When the two eyes are presented with dissimilar images, such as a picture of a face to the left eye and a picture of a house to the right eye, something remarkable happens. Observers report seeing the picture of the face for a few seconds, then the picture of the house, then the face again, and so on, for as long as he or she cares to look. This phenomenon is called binocular rivalry (Alais and Blake, 2004; Miller, 2013), and although the neurocognitive mechanism that explains this visual effect remains unsolved, there is a trend toward approaches that combine top-down and bottom-up processes in the brain (Blake and Logothetis, 2002; Tong et al., 2006).
Despite there being a rich literature on the topic of binocular rivalry, only a handful of studies have investigated the influences of multisensory stimuli on vision during binocular rivalry (Zhou et al., 2010). This is surprising, because perception is almost always multisensory. That is, a stable representation of the environment often consists of a combination of visual, auditory, tactile, gustatory, and/or olfactory inputs. Recently, a study in The Journal of Neuroscience sought to investigate the influences of multisensory stimuli on vision during binocular rivalry. In particular, Lunghi et al. (2014) set out to understand whether auditory, tactile, and auditory/tactile stimuli could influence percept selection and percept alternation during binocular rivalry.
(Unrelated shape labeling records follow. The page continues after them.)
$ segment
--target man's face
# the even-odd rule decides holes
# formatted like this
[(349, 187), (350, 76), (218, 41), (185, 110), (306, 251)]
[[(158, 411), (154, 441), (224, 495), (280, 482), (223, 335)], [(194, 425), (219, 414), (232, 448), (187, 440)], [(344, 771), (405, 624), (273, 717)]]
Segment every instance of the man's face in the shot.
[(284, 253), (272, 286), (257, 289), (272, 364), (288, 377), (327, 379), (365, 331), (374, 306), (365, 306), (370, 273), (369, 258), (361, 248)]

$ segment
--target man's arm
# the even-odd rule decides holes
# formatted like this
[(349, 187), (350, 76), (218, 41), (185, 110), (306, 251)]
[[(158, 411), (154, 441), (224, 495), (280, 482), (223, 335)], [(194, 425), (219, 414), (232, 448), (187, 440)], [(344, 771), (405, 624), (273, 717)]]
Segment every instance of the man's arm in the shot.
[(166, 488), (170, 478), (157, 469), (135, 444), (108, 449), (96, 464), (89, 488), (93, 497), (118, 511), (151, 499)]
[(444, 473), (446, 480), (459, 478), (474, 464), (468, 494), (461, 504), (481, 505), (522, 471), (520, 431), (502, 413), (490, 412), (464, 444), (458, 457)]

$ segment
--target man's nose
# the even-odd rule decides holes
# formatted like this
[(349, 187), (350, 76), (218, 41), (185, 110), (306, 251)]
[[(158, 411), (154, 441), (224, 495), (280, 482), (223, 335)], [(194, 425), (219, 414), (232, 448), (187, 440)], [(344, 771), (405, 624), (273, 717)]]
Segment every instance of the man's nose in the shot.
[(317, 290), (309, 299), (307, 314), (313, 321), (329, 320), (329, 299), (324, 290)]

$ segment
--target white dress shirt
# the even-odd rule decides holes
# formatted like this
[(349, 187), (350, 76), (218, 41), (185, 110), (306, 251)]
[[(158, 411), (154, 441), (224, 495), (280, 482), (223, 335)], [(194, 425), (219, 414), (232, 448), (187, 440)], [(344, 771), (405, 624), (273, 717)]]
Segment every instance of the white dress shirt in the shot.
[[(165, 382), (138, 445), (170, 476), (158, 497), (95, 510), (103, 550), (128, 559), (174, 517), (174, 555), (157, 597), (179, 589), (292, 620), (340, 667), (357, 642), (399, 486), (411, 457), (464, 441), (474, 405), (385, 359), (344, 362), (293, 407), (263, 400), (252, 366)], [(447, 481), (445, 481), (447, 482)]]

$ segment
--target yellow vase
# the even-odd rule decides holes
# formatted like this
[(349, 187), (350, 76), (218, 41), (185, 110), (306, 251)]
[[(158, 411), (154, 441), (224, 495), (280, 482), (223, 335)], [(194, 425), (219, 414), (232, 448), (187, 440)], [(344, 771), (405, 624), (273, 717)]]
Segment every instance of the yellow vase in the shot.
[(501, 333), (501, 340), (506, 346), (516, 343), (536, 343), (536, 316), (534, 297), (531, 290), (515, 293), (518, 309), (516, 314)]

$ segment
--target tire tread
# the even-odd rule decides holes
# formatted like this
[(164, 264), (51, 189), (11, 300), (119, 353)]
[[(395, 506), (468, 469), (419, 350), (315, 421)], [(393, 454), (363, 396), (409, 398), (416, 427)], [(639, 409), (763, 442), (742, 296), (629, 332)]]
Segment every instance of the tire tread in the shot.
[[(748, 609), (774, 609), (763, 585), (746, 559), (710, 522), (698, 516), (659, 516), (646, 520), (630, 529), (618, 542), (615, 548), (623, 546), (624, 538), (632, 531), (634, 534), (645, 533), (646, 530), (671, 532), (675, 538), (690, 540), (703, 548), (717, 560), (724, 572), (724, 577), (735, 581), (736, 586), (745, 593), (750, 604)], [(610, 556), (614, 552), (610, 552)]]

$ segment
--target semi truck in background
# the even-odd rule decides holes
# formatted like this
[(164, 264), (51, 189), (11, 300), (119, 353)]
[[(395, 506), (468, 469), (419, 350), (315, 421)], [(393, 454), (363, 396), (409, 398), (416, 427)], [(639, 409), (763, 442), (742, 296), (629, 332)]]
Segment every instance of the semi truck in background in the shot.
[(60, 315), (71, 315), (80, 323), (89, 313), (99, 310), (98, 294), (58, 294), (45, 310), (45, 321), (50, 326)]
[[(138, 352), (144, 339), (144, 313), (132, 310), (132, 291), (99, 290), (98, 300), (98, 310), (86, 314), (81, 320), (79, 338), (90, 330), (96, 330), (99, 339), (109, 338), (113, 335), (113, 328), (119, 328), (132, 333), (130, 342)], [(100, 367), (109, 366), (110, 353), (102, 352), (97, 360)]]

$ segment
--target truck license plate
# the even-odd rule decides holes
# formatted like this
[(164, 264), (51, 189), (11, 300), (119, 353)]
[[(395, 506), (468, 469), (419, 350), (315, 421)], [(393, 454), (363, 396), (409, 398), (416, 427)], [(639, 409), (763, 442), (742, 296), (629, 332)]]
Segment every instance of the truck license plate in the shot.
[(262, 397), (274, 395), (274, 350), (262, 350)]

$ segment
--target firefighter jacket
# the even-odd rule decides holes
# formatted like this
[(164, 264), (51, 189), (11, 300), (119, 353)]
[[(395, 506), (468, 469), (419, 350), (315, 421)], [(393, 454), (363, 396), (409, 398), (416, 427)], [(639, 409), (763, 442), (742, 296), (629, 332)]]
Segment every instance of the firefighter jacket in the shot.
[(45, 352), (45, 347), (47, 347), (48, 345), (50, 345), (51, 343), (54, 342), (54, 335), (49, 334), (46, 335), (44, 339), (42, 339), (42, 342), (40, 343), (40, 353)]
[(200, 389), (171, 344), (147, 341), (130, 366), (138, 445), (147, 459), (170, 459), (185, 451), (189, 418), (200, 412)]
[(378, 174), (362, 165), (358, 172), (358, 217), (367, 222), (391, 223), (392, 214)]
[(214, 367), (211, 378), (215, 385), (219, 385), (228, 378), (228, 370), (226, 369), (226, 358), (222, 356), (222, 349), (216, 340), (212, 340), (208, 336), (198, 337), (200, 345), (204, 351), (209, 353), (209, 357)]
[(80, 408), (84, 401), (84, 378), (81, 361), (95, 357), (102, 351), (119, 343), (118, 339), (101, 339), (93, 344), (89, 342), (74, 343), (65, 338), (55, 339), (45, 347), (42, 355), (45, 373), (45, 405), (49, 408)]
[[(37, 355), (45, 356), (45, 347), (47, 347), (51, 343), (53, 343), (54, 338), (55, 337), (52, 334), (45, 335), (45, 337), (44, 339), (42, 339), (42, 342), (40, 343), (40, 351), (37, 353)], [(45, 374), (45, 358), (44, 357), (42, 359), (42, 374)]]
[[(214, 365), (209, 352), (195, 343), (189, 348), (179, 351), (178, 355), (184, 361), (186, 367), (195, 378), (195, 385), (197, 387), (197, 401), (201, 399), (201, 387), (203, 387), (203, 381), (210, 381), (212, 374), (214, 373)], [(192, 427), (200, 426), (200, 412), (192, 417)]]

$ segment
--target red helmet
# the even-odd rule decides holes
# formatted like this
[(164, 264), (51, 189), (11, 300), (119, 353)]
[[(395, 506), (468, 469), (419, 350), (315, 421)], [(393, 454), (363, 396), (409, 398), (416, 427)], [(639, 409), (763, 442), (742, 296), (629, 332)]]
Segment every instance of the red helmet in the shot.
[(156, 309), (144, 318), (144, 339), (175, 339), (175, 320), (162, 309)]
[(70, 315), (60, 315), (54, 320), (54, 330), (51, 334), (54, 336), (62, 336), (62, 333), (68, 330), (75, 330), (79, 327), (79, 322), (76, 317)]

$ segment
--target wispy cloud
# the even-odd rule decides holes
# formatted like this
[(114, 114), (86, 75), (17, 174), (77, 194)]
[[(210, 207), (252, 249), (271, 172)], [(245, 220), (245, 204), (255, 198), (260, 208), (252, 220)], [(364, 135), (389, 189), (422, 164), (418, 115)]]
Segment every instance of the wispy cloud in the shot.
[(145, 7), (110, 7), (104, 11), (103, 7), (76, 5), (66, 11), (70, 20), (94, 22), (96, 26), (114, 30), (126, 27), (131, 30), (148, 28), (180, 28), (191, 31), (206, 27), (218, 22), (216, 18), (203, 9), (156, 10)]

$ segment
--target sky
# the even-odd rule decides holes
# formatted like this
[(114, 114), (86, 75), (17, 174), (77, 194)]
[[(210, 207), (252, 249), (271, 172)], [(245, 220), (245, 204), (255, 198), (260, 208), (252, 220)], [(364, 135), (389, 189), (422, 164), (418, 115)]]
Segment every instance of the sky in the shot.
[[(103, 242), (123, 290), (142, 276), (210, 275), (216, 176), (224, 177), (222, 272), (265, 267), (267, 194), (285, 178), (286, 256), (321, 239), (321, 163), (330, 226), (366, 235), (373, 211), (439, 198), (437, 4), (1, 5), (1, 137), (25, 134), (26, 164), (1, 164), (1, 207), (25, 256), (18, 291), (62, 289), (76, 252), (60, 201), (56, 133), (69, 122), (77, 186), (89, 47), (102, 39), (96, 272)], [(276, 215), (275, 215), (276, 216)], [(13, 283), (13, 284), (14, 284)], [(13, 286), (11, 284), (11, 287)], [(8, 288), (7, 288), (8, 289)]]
To instigate binocular rivalry, Lunghi et al. (2014) presented spatially identical, contrast-modulating, random-noise patterns to the two eyes. The stimuli differed only in the temporal frequency in which they modulated in contrast, one at 3.75 Hz and the other at 15 Hz. This type of binocular-rivalry stimulus is known to produce alternations in vision that are comparable to alternations caused by spatially dissimilar stimuli, such as those of a face and a house (Alais and Parker, 2012). During dichoptic viewing of the stimuli, Lunghi et al. (2014) presented auditory, tactile, or auditory/tactile stimuli intermittently. Their auditory and tactile stimuli consisted of amplitude-modulated sine waves at either 3.75 or 15 Hz—these frequencies are the same as the ones used by the visual stimuli, and were presented through headphones (auditory stimuli) or as vibrations (tactile stimuli). Finally, Lunghi et al. (2014) manipulated the intensity of the auditory and tactile stimuli, resulting in modulation depths of 33%, 66%, and 100%. They did this to assess the effects of auditory and tactile stimulus strength on vision during binocular rivalry.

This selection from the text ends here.